MedStar Georgetown University Hospital Washington, DC
Stephanie Woo, MD1, Krystina A. Johnson, MD1, Rebecca Xi, MD2, Olivia G. d'Aliberti, MS3, Nikki K. Duong, MD1, Joseph J. Jennings, MD1; 1MedStar Georgetown University Hospital, Washington, DC; 2Johns Hopkins University Hospital, North Potomac, MD; 3Georgetown University, Arlington, VA
Introduction: Approximately 300,000 patients are admitted annually for gastrointestinal bleeding (GIB) in the US and many require emergent endoscopy. Prophylactic intubation is used to prevent intra-operative cardiopulmonary complications. While scoring systems assist clinical decision-making, there are no guidelines to determine which patients should be prophylactically intubated. We aim to identify differences in post-procedural outcomes based on pre-procedural intubation status in emergent GI bleeding cases in our intensive care unit. Methods: Retrospective chart review from June 2016 to Dec 2018 of all emergent endoscopies for acute GIB at Medstar Georgetown University Hospital. 567 procedures were identified. Endoscopies indicated for follow-up or reasons other than GIB were excluded. Data are presented as means with 95% ± t-test confidence intervals, or frequency (%). Analysis of variance (ANOVA), or univariate logistic regression was used for continuous variables, the Pearsons c2 and Fischer Exact test was used for categorical variables. Results: 242 patients were included in the final analysis. There was a statistically significant difference between intubated and non-intubated patients for the following pre-endoscopy variables: procedure type, use of blood thinners, cirrhosis, kidney disease, pressor requirement and number of blood transfusions. Intubation was associated with higher APACHE scores (21 vs. 13, p < 0.001). There was a significantly greater number of post-procedural pneumonia (28% vs 14%), cardiovascular outcomes (11% vs 0%), and all-cause mortality (25% vs 18%) in the intubated group than the non-intubated group [Table 1]. Discussion: Risk calculation has the potential to change the standard of GIB management in critical care. Higher APACHE scores were predictive of pre-procedural intubation, rather than GBS. The decision whether or not to intubate a patient must take into account the increased risk of post-endoscopy pneumonia, cardiac arrest and death. Our study is a single-center retrospective study and limited by sample size and inherent selection bias. There is a compelling imperative for future prospective studies to determine which patients benefit from intubation and their outcomes. Ultimately, this shared decision making should involve the gastroenterology, anesthesiology, and critical care teams.

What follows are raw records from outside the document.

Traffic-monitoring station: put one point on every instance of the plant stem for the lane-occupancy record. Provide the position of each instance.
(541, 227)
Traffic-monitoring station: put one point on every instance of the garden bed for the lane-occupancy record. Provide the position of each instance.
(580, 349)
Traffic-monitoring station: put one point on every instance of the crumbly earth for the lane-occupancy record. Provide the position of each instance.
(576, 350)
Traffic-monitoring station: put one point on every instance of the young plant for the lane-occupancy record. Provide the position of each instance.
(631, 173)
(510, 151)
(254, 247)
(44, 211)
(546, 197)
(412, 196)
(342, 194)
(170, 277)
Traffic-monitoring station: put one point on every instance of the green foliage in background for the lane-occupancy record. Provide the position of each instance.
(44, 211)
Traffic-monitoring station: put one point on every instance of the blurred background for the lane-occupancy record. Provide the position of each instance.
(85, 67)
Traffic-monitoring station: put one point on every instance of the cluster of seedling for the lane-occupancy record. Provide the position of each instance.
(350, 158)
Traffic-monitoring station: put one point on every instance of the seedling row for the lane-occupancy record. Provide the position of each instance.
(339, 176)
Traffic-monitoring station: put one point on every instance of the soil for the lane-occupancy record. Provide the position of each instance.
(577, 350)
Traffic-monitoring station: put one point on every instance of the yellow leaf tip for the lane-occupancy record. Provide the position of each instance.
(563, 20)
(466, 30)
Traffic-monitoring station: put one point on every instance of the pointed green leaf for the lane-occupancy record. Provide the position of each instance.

Table 1. Baseline Characteristics and Clinical Outcomes
Disclosures: Stephanie Woo indicated no relevant financial relationships. Krystina Johnson indicated no relevant financial relationships. Rebecca Xi indicated no relevant financial relationships. Olivia d''Aliberti indicated no relevant financial relationships. Nikki Duong indicated no relevant financial relationships. Joseph Jennings indicated no relevant financial relationships.